Minas Gerais em Foco: Alta nas Estatísticas de Violência Política
No último trimestre de 2025, Minas Gerais ocupou a liderança no ranking nacional de registros de violência política, com 23 casos registrados entre outubro e dezembro. Isso representa 17% do total de incidentes no Brasil, de acordo com o mais recente boletim do Observatório da Violência Política e Eleitoral (OVPE), vinculado à Universidade Federal do Estado do Rio de Janeiro (Unirio). Durante esse período, o estado se destacou entre as diversas unidades federativas do país.
Ao comparar com outras regiões, os dados mostram que o Ceará ficou em segundo lugar com 15 casos (11,1%), seguido pelo Rio Grande do Sul, que registrou 11 (8,1%), e Mato Grosso do Sul, com 10 ocorrências (7,4%). Este levantamento também destacou um crescimento alarmante de 48,3% no número de incidentes de violência política em todo o Brasil em relação ao trimestre anterior, sinalizando uma escalada preocupante no final do ano passado.
Casos de Violência Psicológica em Alta
A liderança de Minas no ranking é, em grande parte, impulsionada pelos casos de violência psicológica. Dentre as 23 ocorrências, 16 se enquadram nessa categoria, demonstrando que o estado concentra 25,4% de todos os casos de violência psicológica registrados no Brasil neste trimestre. Além disso, foram contabilizadas quatro ocorrências de violência física e três de violência semiótica no mesmo período.
Um dos episódios mais emblemáticos ocorreu em dezembro, em Alfenas, no Sul de Minas, onde vereadores da Câmara Municipal receberam e-mails coordenados com ameaças de morte e conteúdos de ódio, incluindo mensagens racistas. Miguel Carnevale, coordenador do Observatório, destacou que esse tipo de ataque já foi identificado anteriormente em Minas e pelo Brasil afora. “As ameaças digitais foram simultâneas e com conteúdo uniforme de racismo e ódio político, o que indica a presença de um padrão de violência”, explicou.
Carnevale acrescentou que, mesmo que os ataques nem sempre resultem em agressões físicas, eles revelam uma estratégia organizada de ataque a lideranças. “Isso mostra um movimento articulado, com foco em atacá-las, mesmo que as ameaças não se concretizem em atos violentos”, avaliou.
Foco na Esfera Municipal
O relatório do OVPE também aponta que a esfera municipal continua sendo a principal vítima da violência política no Brasil.
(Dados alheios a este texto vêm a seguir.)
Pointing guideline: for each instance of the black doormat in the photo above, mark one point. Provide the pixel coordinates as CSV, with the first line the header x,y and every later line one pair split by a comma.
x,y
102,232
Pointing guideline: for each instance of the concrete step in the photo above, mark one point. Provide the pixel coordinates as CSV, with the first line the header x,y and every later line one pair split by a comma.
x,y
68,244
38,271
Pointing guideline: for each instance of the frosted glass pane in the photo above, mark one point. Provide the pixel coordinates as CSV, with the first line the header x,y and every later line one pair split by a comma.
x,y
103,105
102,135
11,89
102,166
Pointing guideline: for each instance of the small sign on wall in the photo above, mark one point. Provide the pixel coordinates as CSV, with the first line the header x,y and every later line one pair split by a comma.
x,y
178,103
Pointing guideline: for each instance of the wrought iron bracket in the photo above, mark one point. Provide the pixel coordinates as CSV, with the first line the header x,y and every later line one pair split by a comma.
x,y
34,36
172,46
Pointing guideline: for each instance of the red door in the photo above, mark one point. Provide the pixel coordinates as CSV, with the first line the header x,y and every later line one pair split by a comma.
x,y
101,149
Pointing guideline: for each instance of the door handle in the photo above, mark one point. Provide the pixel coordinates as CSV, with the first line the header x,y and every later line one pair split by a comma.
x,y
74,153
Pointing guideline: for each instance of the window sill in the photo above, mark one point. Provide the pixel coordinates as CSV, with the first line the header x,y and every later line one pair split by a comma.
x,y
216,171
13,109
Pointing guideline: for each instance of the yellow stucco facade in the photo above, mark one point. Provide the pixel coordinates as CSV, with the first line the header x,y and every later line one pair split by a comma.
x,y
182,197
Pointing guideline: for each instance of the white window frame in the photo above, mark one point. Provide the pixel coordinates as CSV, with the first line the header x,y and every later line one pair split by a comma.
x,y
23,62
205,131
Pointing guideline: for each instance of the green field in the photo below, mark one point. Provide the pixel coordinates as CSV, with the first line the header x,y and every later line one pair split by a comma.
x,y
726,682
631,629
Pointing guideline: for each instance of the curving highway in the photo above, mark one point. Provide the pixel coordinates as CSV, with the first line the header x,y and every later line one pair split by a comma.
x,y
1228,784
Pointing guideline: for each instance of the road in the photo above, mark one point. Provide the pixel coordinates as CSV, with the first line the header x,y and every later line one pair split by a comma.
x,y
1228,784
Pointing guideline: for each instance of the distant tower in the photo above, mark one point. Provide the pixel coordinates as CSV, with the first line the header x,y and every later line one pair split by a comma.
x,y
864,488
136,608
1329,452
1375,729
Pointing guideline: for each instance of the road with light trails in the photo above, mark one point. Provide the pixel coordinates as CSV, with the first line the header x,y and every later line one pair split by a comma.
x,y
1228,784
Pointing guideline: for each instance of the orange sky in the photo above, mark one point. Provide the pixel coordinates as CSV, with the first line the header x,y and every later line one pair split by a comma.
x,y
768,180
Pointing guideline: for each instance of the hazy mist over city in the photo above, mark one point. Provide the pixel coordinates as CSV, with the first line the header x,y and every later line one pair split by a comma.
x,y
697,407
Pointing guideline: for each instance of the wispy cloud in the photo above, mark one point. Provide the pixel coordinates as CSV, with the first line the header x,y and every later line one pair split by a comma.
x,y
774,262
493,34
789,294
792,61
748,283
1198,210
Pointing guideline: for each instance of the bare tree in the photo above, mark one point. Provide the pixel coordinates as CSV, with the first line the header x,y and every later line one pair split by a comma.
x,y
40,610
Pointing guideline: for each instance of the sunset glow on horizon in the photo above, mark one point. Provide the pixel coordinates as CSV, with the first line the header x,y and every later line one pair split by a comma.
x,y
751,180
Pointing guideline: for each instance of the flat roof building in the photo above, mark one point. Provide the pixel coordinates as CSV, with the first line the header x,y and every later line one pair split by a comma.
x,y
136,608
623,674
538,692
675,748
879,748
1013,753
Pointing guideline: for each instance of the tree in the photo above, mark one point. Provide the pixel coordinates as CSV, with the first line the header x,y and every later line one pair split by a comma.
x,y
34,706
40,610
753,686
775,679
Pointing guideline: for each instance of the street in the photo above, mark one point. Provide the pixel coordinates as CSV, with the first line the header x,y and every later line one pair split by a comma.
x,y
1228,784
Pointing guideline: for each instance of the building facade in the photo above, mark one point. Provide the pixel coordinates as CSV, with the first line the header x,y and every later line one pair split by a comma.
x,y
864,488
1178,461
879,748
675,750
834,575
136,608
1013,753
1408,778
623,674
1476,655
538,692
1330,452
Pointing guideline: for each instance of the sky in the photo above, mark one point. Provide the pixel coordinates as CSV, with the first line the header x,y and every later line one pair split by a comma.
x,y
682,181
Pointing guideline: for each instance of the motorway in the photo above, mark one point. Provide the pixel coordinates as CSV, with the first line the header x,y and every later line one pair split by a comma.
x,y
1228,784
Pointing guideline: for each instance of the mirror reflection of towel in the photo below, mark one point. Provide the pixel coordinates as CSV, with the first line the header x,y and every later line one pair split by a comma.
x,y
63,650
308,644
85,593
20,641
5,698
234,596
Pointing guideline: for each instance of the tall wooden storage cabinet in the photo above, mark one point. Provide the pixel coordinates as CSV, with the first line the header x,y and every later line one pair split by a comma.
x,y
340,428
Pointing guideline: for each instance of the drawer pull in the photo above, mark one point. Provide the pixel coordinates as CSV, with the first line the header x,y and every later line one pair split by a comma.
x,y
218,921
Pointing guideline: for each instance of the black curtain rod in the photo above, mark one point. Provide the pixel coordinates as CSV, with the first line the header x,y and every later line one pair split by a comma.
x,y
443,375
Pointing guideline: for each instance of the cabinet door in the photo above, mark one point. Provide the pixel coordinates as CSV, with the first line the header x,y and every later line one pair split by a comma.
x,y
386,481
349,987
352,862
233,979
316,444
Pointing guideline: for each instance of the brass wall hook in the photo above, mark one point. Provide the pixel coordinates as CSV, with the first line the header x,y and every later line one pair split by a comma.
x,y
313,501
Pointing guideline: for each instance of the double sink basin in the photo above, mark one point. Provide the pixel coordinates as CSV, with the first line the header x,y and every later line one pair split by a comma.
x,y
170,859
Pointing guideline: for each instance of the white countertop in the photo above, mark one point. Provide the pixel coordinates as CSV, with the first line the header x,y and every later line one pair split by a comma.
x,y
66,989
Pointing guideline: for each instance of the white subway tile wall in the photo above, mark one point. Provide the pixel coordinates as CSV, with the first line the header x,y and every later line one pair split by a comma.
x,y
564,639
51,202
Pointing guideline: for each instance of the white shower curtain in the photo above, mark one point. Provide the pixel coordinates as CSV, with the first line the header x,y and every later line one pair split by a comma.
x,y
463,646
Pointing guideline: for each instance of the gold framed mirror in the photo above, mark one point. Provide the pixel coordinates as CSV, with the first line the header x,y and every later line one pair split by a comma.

Vereadores e prefeitos são os mais atingidos, e em Minas essa situação é ainda mais acentuada. “Historicamente, nossas observações mostram que as lideranças municipais são as mais vulneráveis a esse tipo de violência”, afirmou Carnevale.
Em nível nacional, cerca de 60% das vítimas de violência política são de lideranças municipais, enquanto em Minas esse número salta para 75%, evidenciando uma prevalência mais acentuada de ataques a esse grupo. No contexto nacional, o Partido Liberal (PL) foi o mais afetado, com 19 registros de vítimas (14,1%), seguido pelo PT e pelo PP, ambos com 18 casos (13,3%).
Transição Política e Aumento de Casos
Embora o último trimestre de 2025 não tenha coincidido com campanhas eleitorais, a elevação nos casos de violência política ocorre em um momento de transição para um novo ciclo político. Para Carnevale, essa situação exige cautela na análise dos dados, mesmo que o aumento seja notório. “Esse período marca a transição de um ano não eleitoral para um eleitoral. É complicado afirmar que o crescimento nos episódios esteja diretamente ligado às proximidades das eleições”, ponderou. Contudo, ele ressaltou que o aumento no período de transição demanda atenção especial.
O coordenador enfatiza que os meses que se seguem serão cruciais para entender como a violência política se comportará ao longo de 2026. “É notável que este trimestre tenha registrado um aumento significativo no número de casos, precisamente em um momento de transição política”, concluiu ele. “Agora, precisamos monitorar o início de 2026 para ver como a situação evolui, especialmente com a proximidade das campanhas eleitorais, que costumam ser os períodos mais intensos em termos de violência.”
Metodologia de Pesquisa
A coleta de dados para esta pesquisa é realizada por meio de um monitoramento contínuo da mídia, com alertas do Google configurados por palavras-chave específicas sobre violência política. As informações são então validadas pela equipe de pesquisadores para eliminar casos de morte natural, acidental ou com causas desconhecidas. A metodologia considera violência política como qualquer forma de agressão que visa interferir na ação das lideranças, silenciar vozes ou eliminar oponentes do processo eleitoral.